Introduction
In my last article, I have covered how to set up and use Hadoop on Windows. Now, this article is all about configuring a local development environment for Apache Spark on Windows OS.
Apache Spark is the most popular cluster computing technology, designed for fast and reliable computation. It provides implicit data parallelism and default fault tolerance. It integrates easily with HIVE and HDFS and provides a seamless experience of parallel data processing. You can read more about Spark at
https://spark.apache.org
.
By default, Spark SQL projects do not run on Windows OS and require us to perform some basic setup first; that’s all we are going to discuss in this article, as I didn’t find it well documented anywhere over the internet or in books.
This article can also be used for setting up a Spark development environment on Mac or Linux as well. Just make sure you'll downloading the correct OS-version from Spark's website.

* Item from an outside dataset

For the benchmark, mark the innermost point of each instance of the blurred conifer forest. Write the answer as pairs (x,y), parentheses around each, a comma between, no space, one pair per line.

You can refer to the Scala project used in this article from GitHub here:
https://github.com/gopal-tiwari/LocalSparkSql
.
What to Expect
At the end of this article, you should be able to create/run your Spark SQL projects and spark-shell on Windows OS.
I have divided this article into three parts. You can follow any of the three modes depending on your specific use-case.
You may also like:
The Complete Apache Spark Collection [Tutorials and Articles]
.
Spark Local Development Setup Modes
Single Project Access
(Single Project Single Connection)
Setup Time: 15 Minutes
Functionality: Limited
Every project will have its own metastore and warehouse.
Databases and Tables created by one project will not be accessible by other projects.
Only one Spark SQL project can run or execute at a time.
Multi Project Access
(Multi Project Single Connection)
Setup Time: 20 Minutes
Functionality: Extended
Every project will share a common metastore and warehouse.
Tables created by one project will be accessible by other projects or spark-shell.
It will provide a pseudo cluster like feel.
Only one Spark SQL project can run or execute at a time.
Full Cluster Like Access
(Multi Project Multi Connection)
Setup Time: 40 Minutes
Functionality: Full
This configuration is a bit tedious, but a one-time setup will grant you the ability to have multiple connections open for a metastore.
There will be no difference between your local system and a cluster in terms of functionality.
Databases and Tables will be shared among all Spark projects or shells.
You can keep running multiple spark-shell or Spark projects at the same time.
Solution for Spark Errors
Many of you may have tried running spark on Windows and might have faced the following error while running your project:
16/04/02 19:59:31 WARN NativeCodeLoader: Unable to load native-hadoop library for
your platform... using builtin-java classes where applicable
16/04/02 19:59:31 ERROR Shell: Failed to locate the winutils binary in the hadoop
binary path java.io.IOException: Could not locate executable null\bin\winutils.exe
in the Hadoop binaries.
This is because your system does not have native Hadoop binaries for Windows OS.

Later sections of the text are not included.